How to help reduce plastic pollution

  • At stores: Consider skipping produce bags altogether. Avoid choosing or purchasing plastic packaging whenever possible. Give preference to glass, metal, and paper. 
  • At restaurants: Select restaurants that use washable plates, cups, and utensils. Ask stores and restaurants to switch to "upon request" policies and to find alternatives, and recognize them when they do. Bring a reusable container for your leftovers. 
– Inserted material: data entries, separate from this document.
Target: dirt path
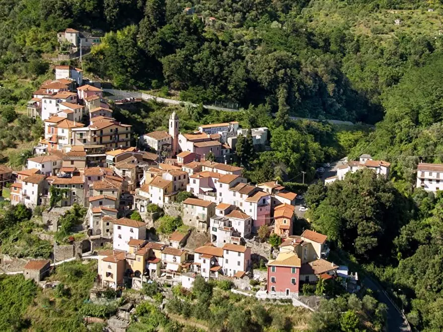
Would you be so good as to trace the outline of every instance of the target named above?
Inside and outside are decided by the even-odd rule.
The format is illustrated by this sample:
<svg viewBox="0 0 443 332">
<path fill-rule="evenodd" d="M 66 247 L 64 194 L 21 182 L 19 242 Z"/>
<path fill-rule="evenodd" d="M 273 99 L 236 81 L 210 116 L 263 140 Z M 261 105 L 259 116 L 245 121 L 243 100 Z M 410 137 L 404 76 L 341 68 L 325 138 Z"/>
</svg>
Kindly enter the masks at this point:
<svg viewBox="0 0 443 332">
<path fill-rule="evenodd" d="M 199 323 L 197 323 L 196 322 L 194 322 L 191 319 L 185 319 L 179 315 L 168 313 L 168 316 L 171 319 L 173 319 L 174 320 L 177 321 L 179 323 L 181 323 L 182 324 L 193 326 L 194 328 L 197 328 L 197 329 L 201 329 L 202 330 L 204 330 L 205 331 L 209 331 L 209 328 L 205 325 L 200 324 Z"/>
</svg>

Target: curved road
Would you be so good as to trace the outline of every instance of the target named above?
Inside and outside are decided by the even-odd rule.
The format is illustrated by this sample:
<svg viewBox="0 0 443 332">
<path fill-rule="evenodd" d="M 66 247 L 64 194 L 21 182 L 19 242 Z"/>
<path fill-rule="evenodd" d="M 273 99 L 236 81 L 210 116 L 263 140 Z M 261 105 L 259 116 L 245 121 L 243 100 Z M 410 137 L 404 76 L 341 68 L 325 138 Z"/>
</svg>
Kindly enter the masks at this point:
<svg viewBox="0 0 443 332">
<path fill-rule="evenodd" d="M 411 328 L 407 321 L 404 318 L 403 316 L 400 313 L 399 310 L 386 295 L 383 289 L 378 283 L 370 278 L 366 277 L 363 279 L 363 284 L 368 288 L 378 293 L 379 300 L 386 304 L 387 307 L 387 327 L 389 332 L 411 331 Z"/>
<path fill-rule="evenodd" d="M 172 104 L 176 105 L 184 103 L 186 104 L 190 104 L 193 106 L 197 106 L 196 104 L 192 103 L 182 102 L 180 100 L 176 100 L 175 99 L 162 98 L 161 97 L 152 96 L 152 95 L 148 95 L 144 92 L 129 91 L 127 90 L 117 90 L 116 89 L 104 89 L 103 91 L 113 95 L 112 97 L 109 97 L 110 99 L 113 100 L 117 99 L 124 99 L 125 98 L 140 98 L 144 100 L 155 100 L 160 103 Z M 240 111 L 239 110 L 227 109 L 224 107 L 213 106 L 212 105 L 203 105 L 203 107 L 205 109 L 208 110 L 215 110 L 216 111 L 223 111 L 227 112 L 238 112 Z M 298 116 L 290 116 L 289 118 L 292 120 L 311 120 L 311 121 L 319 121 L 318 119 L 313 119 L 308 117 L 299 117 Z M 342 121 L 341 120 L 333 119 L 326 120 L 326 121 L 327 121 L 328 122 L 333 124 L 345 124 L 350 126 L 355 125 L 355 123 L 351 122 L 350 121 Z"/>
</svg>

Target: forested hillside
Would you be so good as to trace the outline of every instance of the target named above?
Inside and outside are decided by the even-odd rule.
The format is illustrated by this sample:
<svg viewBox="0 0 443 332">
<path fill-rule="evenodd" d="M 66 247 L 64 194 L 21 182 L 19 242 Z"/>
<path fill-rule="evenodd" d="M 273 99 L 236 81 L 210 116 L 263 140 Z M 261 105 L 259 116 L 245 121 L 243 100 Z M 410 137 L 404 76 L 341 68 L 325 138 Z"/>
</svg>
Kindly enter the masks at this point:
<svg viewBox="0 0 443 332">
<path fill-rule="evenodd" d="M 55 32 L 100 28 L 109 33 L 86 68 L 117 87 L 166 86 L 196 102 L 268 104 L 273 111 L 375 123 L 383 115 L 381 94 L 440 52 L 439 5 L 2 0 L 0 75 L 41 74 L 47 63 L 40 56 L 54 52 Z M 183 13 L 191 6 L 193 15 Z"/>
</svg>

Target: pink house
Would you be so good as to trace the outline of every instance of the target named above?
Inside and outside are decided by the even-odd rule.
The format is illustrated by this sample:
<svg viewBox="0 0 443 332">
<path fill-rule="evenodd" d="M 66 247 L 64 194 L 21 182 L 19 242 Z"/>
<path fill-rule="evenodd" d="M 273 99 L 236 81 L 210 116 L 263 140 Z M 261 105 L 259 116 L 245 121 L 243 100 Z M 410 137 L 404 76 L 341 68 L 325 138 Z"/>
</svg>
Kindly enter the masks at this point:
<svg viewBox="0 0 443 332">
<path fill-rule="evenodd" d="M 80 99 L 84 99 L 91 96 L 103 96 L 103 90 L 99 88 L 86 84 L 77 88 L 77 93 L 78 98 Z"/>
<path fill-rule="evenodd" d="M 297 254 L 293 252 L 281 252 L 267 265 L 268 294 L 298 296 L 301 261 Z"/>
</svg>

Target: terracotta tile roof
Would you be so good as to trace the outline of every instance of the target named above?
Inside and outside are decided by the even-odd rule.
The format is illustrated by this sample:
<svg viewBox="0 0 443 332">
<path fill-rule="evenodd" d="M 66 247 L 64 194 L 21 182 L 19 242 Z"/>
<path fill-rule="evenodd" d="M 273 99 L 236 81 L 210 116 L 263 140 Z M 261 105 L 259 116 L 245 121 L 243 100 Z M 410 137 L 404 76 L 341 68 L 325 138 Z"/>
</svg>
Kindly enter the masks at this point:
<svg viewBox="0 0 443 332">
<path fill-rule="evenodd" d="M 212 18 L 213 18 L 212 17 Z M 239 122 L 237 121 L 232 121 L 230 122 L 224 122 L 223 123 L 212 123 L 211 124 L 202 124 L 199 127 L 201 127 L 202 128 L 212 128 L 213 127 L 225 127 L 229 125 L 230 123 L 234 124 L 234 123 L 238 123 Z"/>
<path fill-rule="evenodd" d="M 178 155 L 177 155 L 177 157 L 179 157 L 181 158 L 184 158 L 187 156 L 192 154 L 194 154 L 193 152 L 190 152 L 189 151 L 183 151 L 182 152 L 181 152 Z"/>
<path fill-rule="evenodd" d="M 248 248 L 246 246 L 241 246 L 238 244 L 232 244 L 231 243 L 226 243 L 223 247 L 224 250 L 230 250 L 231 251 L 235 251 L 236 252 L 245 252 L 247 249 Z"/>
<path fill-rule="evenodd" d="M 53 182 L 53 184 L 81 184 L 84 183 L 84 178 L 82 176 L 69 177 L 58 177 Z"/>
<path fill-rule="evenodd" d="M 214 166 L 214 168 L 216 168 L 217 169 L 224 170 L 226 172 L 235 172 L 238 170 L 243 170 L 243 168 L 241 167 L 238 167 L 237 166 L 233 166 L 232 165 L 228 165 L 227 164 L 220 163 L 217 163 L 217 164 Z"/>
<path fill-rule="evenodd" d="M 84 85 L 82 85 L 81 87 L 79 87 L 77 88 L 77 91 L 103 91 L 100 88 L 96 88 L 95 86 L 92 86 L 92 85 L 89 85 L 89 84 L 85 84 Z"/>
<path fill-rule="evenodd" d="M 102 210 L 104 210 L 105 211 L 110 211 L 111 212 L 115 212 L 117 213 L 119 211 L 116 209 L 113 209 L 112 208 L 108 208 L 107 206 L 102 206 L 100 207 L 100 209 Z M 104 217 L 103 217 L 104 218 Z"/>
<path fill-rule="evenodd" d="M 150 248 L 151 249 L 155 249 L 156 250 L 162 250 L 166 246 L 164 243 L 160 243 L 160 242 L 148 242 L 145 246 L 146 248 Z"/>
<path fill-rule="evenodd" d="M 97 95 L 93 95 L 92 96 L 90 96 L 89 97 L 87 97 L 84 99 L 84 100 L 86 101 L 88 103 L 90 102 L 92 102 L 94 100 L 96 100 L 97 99 L 100 99 L 101 97 L 100 96 L 97 96 Z"/>
<path fill-rule="evenodd" d="M 215 207 L 215 208 L 218 210 L 221 210 L 222 211 L 225 211 L 227 209 L 229 208 L 232 206 L 231 204 L 228 204 L 227 203 L 221 203 Z"/>
<path fill-rule="evenodd" d="M 283 198 L 286 198 L 286 199 L 292 201 L 295 200 L 295 198 L 297 197 L 297 194 L 290 191 L 288 191 L 287 190 L 283 190 L 283 191 L 280 191 L 277 194 L 276 194 L 275 196 L 278 196 L 279 197 L 283 197 Z"/>
<path fill-rule="evenodd" d="M 199 179 L 200 178 L 204 177 L 214 177 L 217 179 L 219 179 L 223 176 L 223 175 L 220 173 L 210 172 L 208 170 L 206 170 L 204 172 L 200 172 L 199 173 L 193 174 L 192 175 L 190 176 L 190 177 L 191 177 L 193 179 Z"/>
<path fill-rule="evenodd" d="M 89 202 L 94 202 L 100 199 L 110 199 L 111 201 L 116 201 L 117 200 L 117 198 L 113 197 L 112 196 L 108 196 L 107 195 L 97 195 L 97 196 L 93 196 L 89 197 Z"/>
<path fill-rule="evenodd" d="M 147 159 L 148 160 L 156 161 L 158 159 L 158 155 L 152 152 L 143 152 L 142 158 L 143 159 Z"/>
<path fill-rule="evenodd" d="M 187 198 L 183 201 L 184 204 L 189 204 L 190 205 L 195 205 L 196 206 L 200 206 L 202 208 L 208 208 L 213 204 L 212 202 L 208 201 L 204 201 L 202 199 L 198 198 Z"/>
<path fill-rule="evenodd" d="M 246 220 L 251 218 L 246 213 L 239 210 L 235 210 L 233 211 L 231 211 L 230 214 L 226 217 L 227 218 L 235 218 L 236 219 L 242 219 L 243 220 Z"/>
<path fill-rule="evenodd" d="M 94 181 L 92 182 L 92 188 L 94 190 L 107 189 L 120 189 L 122 187 L 122 183 L 114 179 L 110 179 L 108 177 L 104 176 L 103 178 L 99 181 Z"/>
<path fill-rule="evenodd" d="M 443 165 L 441 164 L 428 164 L 420 163 L 417 166 L 417 170 L 443 172 Z"/>
<path fill-rule="evenodd" d="M 93 109 L 92 110 L 89 110 L 89 113 L 95 113 L 95 112 L 99 112 L 101 111 L 106 111 L 108 112 L 111 112 L 112 113 L 112 110 L 110 110 L 109 109 L 107 109 L 105 107 L 96 107 L 95 109 Z"/>
<path fill-rule="evenodd" d="M 165 180 L 162 178 L 161 176 L 156 176 L 149 183 L 149 185 L 155 187 L 156 188 L 160 188 L 160 189 L 164 189 L 171 183 L 172 183 L 172 181 Z"/>
<path fill-rule="evenodd" d="M 146 240 L 137 240 L 137 239 L 131 239 L 127 242 L 128 245 L 132 246 L 133 247 L 138 247 L 142 245 L 146 242 Z"/>
<path fill-rule="evenodd" d="M 288 218 L 288 219 L 292 219 L 294 217 L 294 210 L 287 208 L 276 210 L 274 212 L 274 218 L 275 219 Z"/>
<path fill-rule="evenodd" d="M 268 266 L 287 266 L 293 268 L 300 268 L 302 261 L 300 258 L 294 252 L 280 253 L 274 260 L 268 262 Z"/>
<path fill-rule="evenodd" d="M 123 261 L 126 258 L 126 253 L 124 251 L 119 252 L 115 255 L 111 255 L 105 257 L 102 260 L 103 262 L 107 263 L 117 263 L 120 261 Z"/>
<path fill-rule="evenodd" d="M 121 155 L 122 153 L 125 153 L 125 152 L 133 152 L 135 151 L 135 147 L 130 147 L 127 149 L 116 149 L 115 150 L 112 150 L 110 151 L 106 151 L 105 153 L 109 156 L 115 157 L 116 156 Z"/>
<path fill-rule="evenodd" d="M 56 126 L 57 128 L 65 128 L 69 129 L 70 128 L 81 128 L 84 127 L 85 125 L 81 122 L 77 122 L 67 119 L 64 119 L 63 121 L 61 121 Z"/>
<path fill-rule="evenodd" d="M 324 242 L 326 242 L 326 239 L 327 239 L 327 236 L 323 235 L 320 233 L 317 233 L 317 232 L 315 232 L 313 230 L 310 230 L 309 229 L 305 230 L 300 236 L 305 237 L 308 240 L 311 240 L 315 242 L 321 243 L 322 244 L 324 243 Z"/>
<path fill-rule="evenodd" d="M 99 252 L 97 253 L 97 255 L 108 257 L 112 255 L 117 255 L 117 254 L 120 254 L 120 253 L 122 252 L 125 252 L 125 251 L 124 250 L 120 250 L 119 249 L 107 249 L 106 250 Z"/>
<path fill-rule="evenodd" d="M 236 178 L 239 177 L 239 175 L 235 175 L 232 174 L 226 174 L 218 180 L 219 183 L 230 183 Z"/>
<path fill-rule="evenodd" d="M 243 278 L 246 275 L 246 273 L 244 271 L 237 271 L 234 275 L 235 278 Z"/>
<path fill-rule="evenodd" d="M 263 197 L 269 196 L 269 195 L 270 195 L 270 194 L 269 193 L 266 193 L 264 191 L 257 191 L 256 192 L 254 193 L 253 195 L 249 197 L 245 200 L 246 201 L 246 202 L 251 202 L 252 203 L 258 203 L 258 202 L 260 201 L 260 200 L 263 198 Z"/>
<path fill-rule="evenodd" d="M 277 183 L 275 181 L 269 181 L 267 182 L 264 182 L 263 183 L 259 183 L 258 184 L 259 186 L 263 186 L 264 187 L 267 187 L 268 188 L 271 189 L 274 189 L 274 188 L 276 188 L 280 186 L 280 184 Z"/>
<path fill-rule="evenodd" d="M 178 230 L 176 230 L 169 236 L 169 241 L 181 242 L 185 238 L 185 235 Z"/>
<path fill-rule="evenodd" d="M 49 119 L 45 120 L 45 122 L 50 122 L 51 123 L 58 123 L 61 121 L 63 121 L 66 118 L 63 116 L 57 116 L 57 115 L 53 115 Z"/>
<path fill-rule="evenodd" d="M 28 162 L 34 162 L 38 164 L 43 164 L 46 162 L 55 162 L 57 160 L 62 160 L 62 158 L 57 156 L 42 156 L 41 157 L 35 157 L 33 158 L 28 158 Z"/>
<path fill-rule="evenodd" d="M 65 32 L 69 32 L 71 33 L 76 33 L 77 32 L 79 32 L 78 30 L 76 30 L 75 29 L 72 29 L 71 28 L 68 28 L 65 30 L 64 30 Z M 63 69 L 69 69 L 70 68 L 70 66 L 56 66 L 56 68 L 58 68 L 59 67 L 67 67 L 67 68 L 63 68 Z"/>
<path fill-rule="evenodd" d="M 28 175 L 28 176 L 33 175 L 37 173 L 40 173 L 40 169 L 38 168 L 29 168 L 29 169 L 23 169 L 23 170 L 17 170 L 17 174 L 20 175 Z"/>
<path fill-rule="evenodd" d="M 72 173 L 75 170 L 75 167 L 62 167 L 60 168 L 60 171 L 63 173 Z"/>
<path fill-rule="evenodd" d="M 169 164 L 163 164 L 162 163 L 158 164 L 158 166 L 163 170 L 174 170 L 174 169 L 180 170 L 182 169 L 178 166 L 170 165 Z"/>
<path fill-rule="evenodd" d="M 145 134 L 145 136 L 147 136 L 156 140 L 164 139 L 165 138 L 172 137 L 172 136 L 166 131 L 152 131 L 150 133 Z"/>
<path fill-rule="evenodd" d="M 203 246 L 196 249 L 194 251 L 197 254 L 206 254 L 211 256 L 215 256 L 217 257 L 223 257 L 223 249 L 222 248 L 217 248 L 214 246 Z"/>
<path fill-rule="evenodd" d="M 33 175 L 31 175 L 24 178 L 23 182 L 38 184 L 42 182 L 46 177 L 46 175 L 44 175 L 42 174 L 34 174 Z"/>
<path fill-rule="evenodd" d="M 217 145 L 221 145 L 221 143 L 218 141 L 205 141 L 204 142 L 196 142 L 194 143 L 194 146 L 197 148 L 205 148 Z"/>
<path fill-rule="evenodd" d="M 201 163 L 199 162 L 190 162 L 190 163 L 188 163 L 188 164 L 185 164 L 183 165 L 183 167 L 185 167 L 187 168 L 195 168 L 198 167 L 200 167 L 201 166 Z"/>
<path fill-rule="evenodd" d="M 146 224 L 143 221 L 138 221 L 136 220 L 132 220 L 129 218 L 120 218 L 114 222 L 115 225 L 121 225 L 127 226 L 128 227 L 134 227 L 139 228 L 141 227 L 146 227 Z"/>
<path fill-rule="evenodd" d="M 34 270 L 40 271 L 46 266 L 48 263 L 51 263 L 49 259 L 39 259 L 29 261 L 23 268 L 25 270 Z"/>
<path fill-rule="evenodd" d="M 365 162 L 365 166 L 366 167 L 380 167 L 380 166 L 389 167 L 391 164 L 382 160 L 367 160 Z"/>
<path fill-rule="evenodd" d="M 72 103 L 68 103 L 67 102 L 65 102 L 64 103 L 61 103 L 61 105 L 63 105 L 63 106 L 68 108 L 68 109 L 71 109 L 72 110 L 78 110 L 79 109 L 83 108 L 83 105 L 80 105 L 78 104 L 72 104 Z"/>
<path fill-rule="evenodd" d="M 176 249 L 172 247 L 165 247 L 162 250 L 162 254 L 166 255 L 174 255 L 174 256 L 182 256 L 185 251 L 183 249 Z"/>
<path fill-rule="evenodd" d="M 99 176 L 105 174 L 114 174 L 114 171 L 106 167 L 87 167 L 85 168 L 86 176 Z"/>
<path fill-rule="evenodd" d="M 320 258 L 303 264 L 300 269 L 300 274 L 318 275 L 338 268 L 338 265 Z"/>
<path fill-rule="evenodd" d="M 207 134 L 200 133 L 200 132 L 194 132 L 191 134 L 183 134 L 183 136 L 190 142 L 197 141 L 201 139 L 210 139 L 210 136 Z"/>
<path fill-rule="evenodd" d="M 188 174 L 188 172 L 185 172 L 181 169 L 173 169 L 168 172 L 173 176 L 178 176 L 179 175 L 184 175 Z"/>
</svg>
  • At home: Recycling the right way helps keep habitats healthy and prevent contamination at recycling centers. Find out which plastics are recyclable in the Portland region at
  • At work: Encourage your place of business to switch to reusables for meetings. Bring your own reusable coffee mug and utensils to work. Create a party pack of reusable silverware and plates for offsite meetings. Ask conference hosts to collect nametag lanyards for reuse.
  • Outdoors: Practice "Leave no Trace" camping and outdoor recreation. Pack out any trash (plastic and otherwise) you bring into a natural area. 
  • Community-level actions: Support local, state and national efforts to reduce plastic pollution, such as bans on single-use plastics. Support the expansion of Oregon's bottle bill to include more beverages sold in plastic packages. Ask leaders to require that all bottles and bags be made with a certain amount of post-consumer recycled plastic to help keep recycling moving forward.